The EU commissioner, Ylva Johansson, will also to meet again with Greek Migration Minister Notis Mitarachi, with whom she had visited the islands of Lesbos and Samos on Monday.
The commissioner had stressed the need for solidarity among the EU's 27 member states in handling migration, and called on Turkey to resume accepting the return of people whose asylum applications are rejected in Greece after arriving from the Turkish coast.
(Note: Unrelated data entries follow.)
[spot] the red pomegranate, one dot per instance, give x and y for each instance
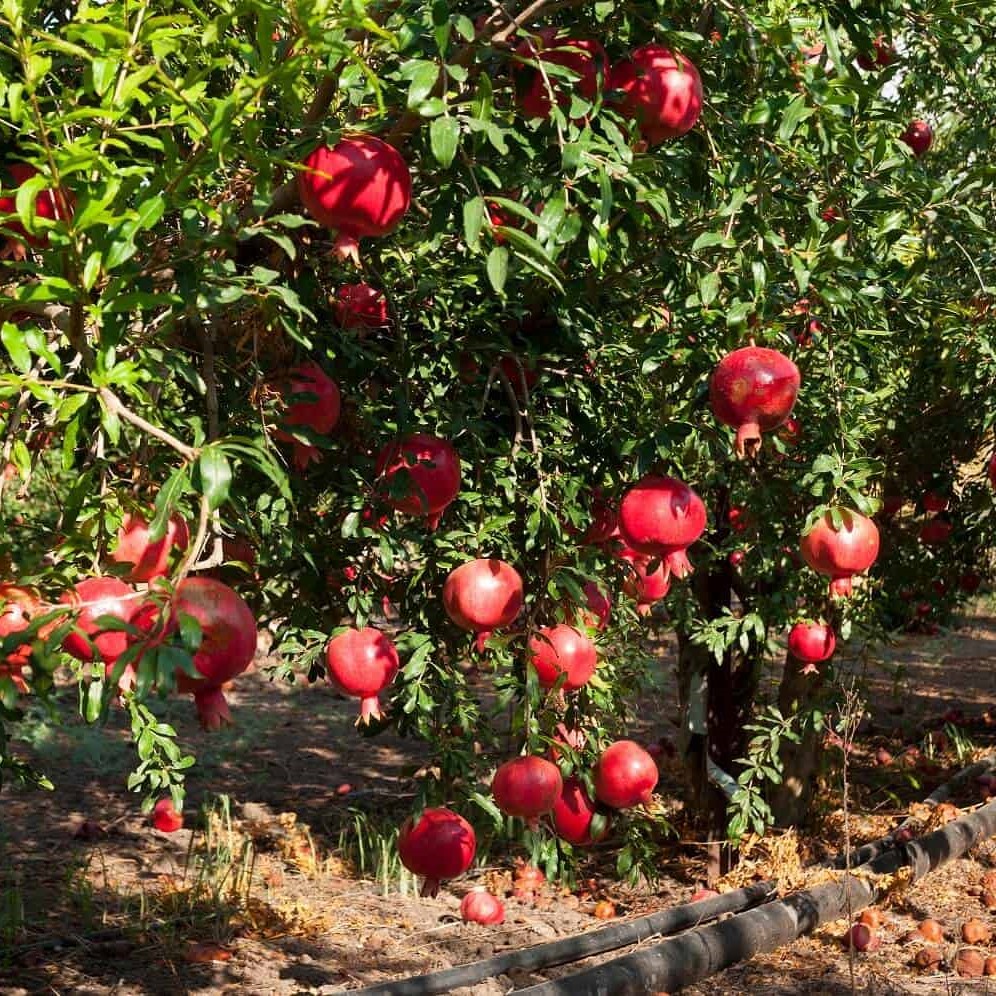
(527, 787)
(96, 598)
(228, 644)
(841, 554)
(149, 558)
(936, 532)
(562, 650)
(361, 187)
(918, 136)
(480, 906)
(625, 775)
(582, 56)
(661, 90)
(316, 407)
(482, 595)
(644, 585)
(440, 845)
(572, 815)
(419, 475)
(662, 516)
(811, 643)
(48, 204)
(753, 389)
(362, 663)
(360, 306)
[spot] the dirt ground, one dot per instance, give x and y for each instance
(261, 898)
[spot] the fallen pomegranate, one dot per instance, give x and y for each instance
(362, 663)
(661, 90)
(440, 845)
(149, 558)
(419, 475)
(527, 787)
(625, 775)
(480, 906)
(561, 650)
(361, 187)
(840, 554)
(662, 516)
(753, 390)
(482, 595)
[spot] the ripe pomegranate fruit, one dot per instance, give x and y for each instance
(362, 663)
(440, 845)
(582, 56)
(661, 91)
(841, 554)
(662, 516)
(482, 595)
(361, 187)
(95, 598)
(573, 813)
(527, 787)
(360, 306)
(753, 389)
(149, 558)
(165, 818)
(562, 650)
(317, 408)
(811, 643)
(419, 475)
(625, 775)
(918, 136)
(936, 532)
(480, 906)
(228, 644)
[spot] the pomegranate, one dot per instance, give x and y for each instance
(419, 475)
(662, 516)
(936, 532)
(562, 650)
(753, 389)
(149, 558)
(573, 813)
(811, 643)
(362, 663)
(165, 818)
(440, 845)
(527, 787)
(96, 598)
(361, 187)
(625, 775)
(582, 56)
(482, 595)
(228, 644)
(360, 306)
(661, 90)
(480, 906)
(918, 136)
(844, 553)
(317, 409)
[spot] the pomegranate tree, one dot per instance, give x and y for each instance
(625, 775)
(753, 390)
(662, 516)
(360, 187)
(362, 663)
(440, 845)
(483, 595)
(841, 553)
(419, 475)
(527, 787)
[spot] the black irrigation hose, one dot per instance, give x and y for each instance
(579, 946)
(701, 952)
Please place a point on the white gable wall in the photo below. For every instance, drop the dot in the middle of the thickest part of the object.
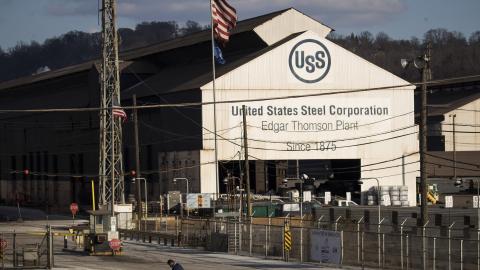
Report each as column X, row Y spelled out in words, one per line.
column 269, row 76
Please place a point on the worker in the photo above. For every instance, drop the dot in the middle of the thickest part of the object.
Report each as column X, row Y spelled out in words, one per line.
column 174, row 265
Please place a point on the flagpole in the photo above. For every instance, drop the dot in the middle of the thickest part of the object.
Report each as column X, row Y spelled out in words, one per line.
column 214, row 103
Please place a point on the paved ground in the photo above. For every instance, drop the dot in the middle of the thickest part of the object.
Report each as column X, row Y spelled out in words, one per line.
column 140, row 256
column 144, row 256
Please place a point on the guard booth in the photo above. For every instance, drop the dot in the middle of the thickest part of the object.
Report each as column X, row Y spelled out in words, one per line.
column 102, row 229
Speaking after meeting with Johansson on Tuesday, Greek Prime Minister Kyriakos Mitsotakis noted the massive overcrowding in island camps had significantly eased over the past year.
“We have made significant progress in the decongestion of the islands. We are moving forward with the EU’s help, with the construction of permanent facilities on the islands, which will mark a decisive change in relation to what was happening in the past,” he said.
The notoriously overcrowded and squalid camp of Moria on Lesbos burned down last year, and its residents have been moved into a temporary camp of tents set up on a former military firing range. The camp has been plagued by problems of flooding, which Mitarachi said were being dealt with.
On Monday, Johansson had noted that the number of asylum-seekers on the Greek islands had dropped from 42,000 in 2019 to about 14,000 currently. Still, the facility in Samos, constructed to house just under 650 people, remains grossly overcrowded, with more than 3,000 people living in the camp and a shantytown that has emerged around it.
A new facility is being constructed on Samos and others are slated for some of the other islands. Johansson said Monday the EU was providing 276 million euros ($325 million) for the construction of new migrant facilities.
Aid groups and refugee rights organizations, however, have slammed Europe’s migration policies.
A 2016 EU-Turkey deal stipulates new arrivals must remain on the islands pending return to Turkey unless their asylum application is successful. The agreement reduced arrivals, but didn't stop them, leading to massively overcrowded island camps.
In an open letter to Johansson on Monday, medical aid group Doctors Without Borders, or MSF, accused Johansson of putting a “positive spin on what is in reality a disastrous situation” and said the EU was planning “to implement the same policies that have created only suffering for the past five years since the EU-Turkey deal.”
MSF’s medical coordinator for Lesbos, Hilde Vochten, wrote that asylum-seekers had been trapped on islands during “five winters that have led to destitution, traumatization, and even to the death of people trapped in EU-funded reception centers.”
Detailing miserable living conditions in the island camps, Vochten wrote that “none of this is an unintended consequence nor an issue of lack of capacity or resources: the conditions on the Greek Islands are supposed to be a deterrent to those still thinking of attempting the journey.”